A: Yes, the sample was not so huge, it is a small piece of much bigger puzzle, 100 responses is not much, bigger samples needed.
Q: is there a lesson learned from this action?
A: It was distributed through RDA, it is hard to know. There could be more responders.
Q: There is a relevance to Education group, since the point of the slide is how to better support users. The Education group is doing survey on training, maybe the efforts could be joined.
A: Thank you for this idea.
Q: People often use tools that are popular in their disciplines, but do not offer right features.
Q: This was an effort to identify commonalities (rather a pilot than a comprehensive action), which could be helpful in the next phase. 
A: These are very helpful comments, yes, these were not final results, it is clear that the analysis has to be extended in some sense but there are already some conclusions to be made.
Q: Focus is on interoperability, in the area how repositories could be better, are there any other ideas? Do we want to categorize data as a long tail, it marginalizes them, is there a better term?

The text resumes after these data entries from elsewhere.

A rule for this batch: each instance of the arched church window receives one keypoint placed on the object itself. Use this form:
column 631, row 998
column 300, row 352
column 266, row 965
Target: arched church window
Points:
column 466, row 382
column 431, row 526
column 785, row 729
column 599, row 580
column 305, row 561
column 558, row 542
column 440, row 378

Cristina: there is no alternative at the moment, let’s just talk about data.
Discussions about long-tail attracts a lot of people, in Riga was an interesting discussion, there is perception that long tail data is „other“ kind of data, although lot of real innovation work was build on long-tail data.
Q: Long tail data are also heterogeneous.
Q: There is a perception that money is needed to get big data, and meetings are needed to get long-tail, small data.
Q: Long tail data is a complex and diverse area.
Q: Not just diversity, also serving communities, service provisioning of data.
There is a large support from policy, maybe something else has to be done now.